Do you meditate, John? Just out of curiosity? Like stress management?

John

I do on occasion. I’m not regular as I would like to be on that. I’ve just started experimenting and loving binaural beats. I use that at night to help get myself into the total wave form and relax. After the first week or two I was sold on it. That’s a good way of winding yourself down.

Guy

I’ve used them for years.

John

[00:58:00] I also use a lot with patients for heart rate variability training and I do that on myself as well. That’s a good way of getting sympathetic and parasympathetic nervous systems rebalanced. HeartMath in the US have been studying it for 25 years. There’s a lot of science behind how valuable that is as a stress [crosstalk 00:58:06]

Guy

The [Funger 00:58:08] is actually coming to Australia in late September.
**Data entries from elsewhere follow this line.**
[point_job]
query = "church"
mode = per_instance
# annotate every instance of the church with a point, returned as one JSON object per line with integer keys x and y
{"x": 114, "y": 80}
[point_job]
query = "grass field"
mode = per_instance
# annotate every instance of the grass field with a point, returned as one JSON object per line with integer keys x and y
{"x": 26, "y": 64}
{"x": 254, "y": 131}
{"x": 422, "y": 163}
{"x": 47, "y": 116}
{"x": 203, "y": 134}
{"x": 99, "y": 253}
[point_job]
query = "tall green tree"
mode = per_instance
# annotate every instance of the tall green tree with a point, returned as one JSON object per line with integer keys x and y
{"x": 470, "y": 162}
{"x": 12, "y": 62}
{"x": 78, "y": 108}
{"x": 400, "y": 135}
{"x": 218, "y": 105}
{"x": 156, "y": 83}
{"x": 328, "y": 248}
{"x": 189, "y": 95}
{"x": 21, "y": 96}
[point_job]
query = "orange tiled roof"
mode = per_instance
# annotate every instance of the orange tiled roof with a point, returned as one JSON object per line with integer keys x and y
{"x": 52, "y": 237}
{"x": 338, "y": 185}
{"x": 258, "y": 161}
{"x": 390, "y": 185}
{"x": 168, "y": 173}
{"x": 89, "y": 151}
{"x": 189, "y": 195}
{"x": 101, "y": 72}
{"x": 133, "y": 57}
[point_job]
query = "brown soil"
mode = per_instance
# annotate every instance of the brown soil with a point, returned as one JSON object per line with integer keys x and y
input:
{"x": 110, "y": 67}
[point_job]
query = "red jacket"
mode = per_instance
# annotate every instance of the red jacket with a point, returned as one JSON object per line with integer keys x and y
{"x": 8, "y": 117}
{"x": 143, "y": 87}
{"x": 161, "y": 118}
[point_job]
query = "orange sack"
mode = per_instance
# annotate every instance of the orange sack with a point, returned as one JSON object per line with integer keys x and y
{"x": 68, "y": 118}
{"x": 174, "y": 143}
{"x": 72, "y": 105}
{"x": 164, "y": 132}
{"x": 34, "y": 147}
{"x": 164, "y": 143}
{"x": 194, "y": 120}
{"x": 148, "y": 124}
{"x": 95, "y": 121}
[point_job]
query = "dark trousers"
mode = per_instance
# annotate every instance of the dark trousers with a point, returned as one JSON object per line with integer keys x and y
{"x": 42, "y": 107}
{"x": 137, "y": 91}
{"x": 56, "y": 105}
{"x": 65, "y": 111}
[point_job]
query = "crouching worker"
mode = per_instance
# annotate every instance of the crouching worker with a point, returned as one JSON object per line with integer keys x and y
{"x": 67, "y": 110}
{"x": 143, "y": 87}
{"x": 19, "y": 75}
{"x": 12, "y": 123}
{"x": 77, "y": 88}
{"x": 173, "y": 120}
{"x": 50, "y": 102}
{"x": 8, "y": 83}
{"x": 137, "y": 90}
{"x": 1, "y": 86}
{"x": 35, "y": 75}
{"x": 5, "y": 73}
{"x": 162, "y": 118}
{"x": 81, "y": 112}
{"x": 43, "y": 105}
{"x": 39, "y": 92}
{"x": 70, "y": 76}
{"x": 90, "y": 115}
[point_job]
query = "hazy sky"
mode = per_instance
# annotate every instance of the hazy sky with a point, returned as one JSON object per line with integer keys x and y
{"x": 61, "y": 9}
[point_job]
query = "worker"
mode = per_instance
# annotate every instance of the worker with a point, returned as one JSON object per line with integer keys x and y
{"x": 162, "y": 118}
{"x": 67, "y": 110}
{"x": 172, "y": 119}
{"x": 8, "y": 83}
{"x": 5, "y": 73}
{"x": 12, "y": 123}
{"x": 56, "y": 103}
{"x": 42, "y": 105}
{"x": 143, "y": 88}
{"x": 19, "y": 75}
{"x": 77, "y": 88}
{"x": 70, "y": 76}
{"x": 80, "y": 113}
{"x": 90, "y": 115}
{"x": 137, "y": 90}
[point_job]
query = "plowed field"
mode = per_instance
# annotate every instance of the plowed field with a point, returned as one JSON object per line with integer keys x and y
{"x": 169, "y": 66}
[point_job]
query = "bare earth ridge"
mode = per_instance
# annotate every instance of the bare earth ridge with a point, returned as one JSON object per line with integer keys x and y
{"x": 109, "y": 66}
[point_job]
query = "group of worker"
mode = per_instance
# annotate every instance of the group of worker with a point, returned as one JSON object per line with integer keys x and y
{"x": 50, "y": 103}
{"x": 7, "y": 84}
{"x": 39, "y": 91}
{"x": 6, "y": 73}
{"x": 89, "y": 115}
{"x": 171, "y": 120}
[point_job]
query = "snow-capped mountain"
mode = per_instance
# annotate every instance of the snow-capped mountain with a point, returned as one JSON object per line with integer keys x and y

I’m going to go up and see him in Brisbane.

John

Fantastic.

Stu

I think for our listeners, if you rewind five minutes to where we ask what your non-negotiable practices are, given the fact that you’re an expert in longevity, we should probably listen to what you do a little more closely and I’m going to rewind as well after the show and just make a few notes myself. Excellent advice. Certainly something I think that if we all started to think about a little more closely it might certainly help us on the path to better health moving forward.

John

[00:59:00] Society can’t sustain the costs of the current medical system. It’s just not curing disease. It’s just maintaining disease. We spend 80% of our healthcare dollar in the last six months of people’s lives doing heroic surgery and radiotherapy and drugs when it’s too late. We’ve got this really expensive hospital at the bottom of the cliff. We should be putting a fence at the top of the cliff with some lifestyle things with a much more productive and healthy society at a much lower cost.

Stu

That’s great advice. Absolutely.

Guy

Where’s the best place for people to find out more about you John? What website can we direct them to?

John

The clinic is called The Hart Clinic and the URL is www.hartclinic.com.au. We’ve got some information on there and that’s being added too, but that gives as good of an overview of what we do.

Guy

Perfect. When this goes live we’ll send as many people as possible to this interview because there’s just a wealth of knowledge as always, John. That was brilliant.

John

Fantastic. You’re very welcome.

Stu

Thank you so much, John. We will share everything as Guy said in the show night, so all of the links will be there. I hope that this message reaches as many people as possible because I think there’s some great information there. Thanks again.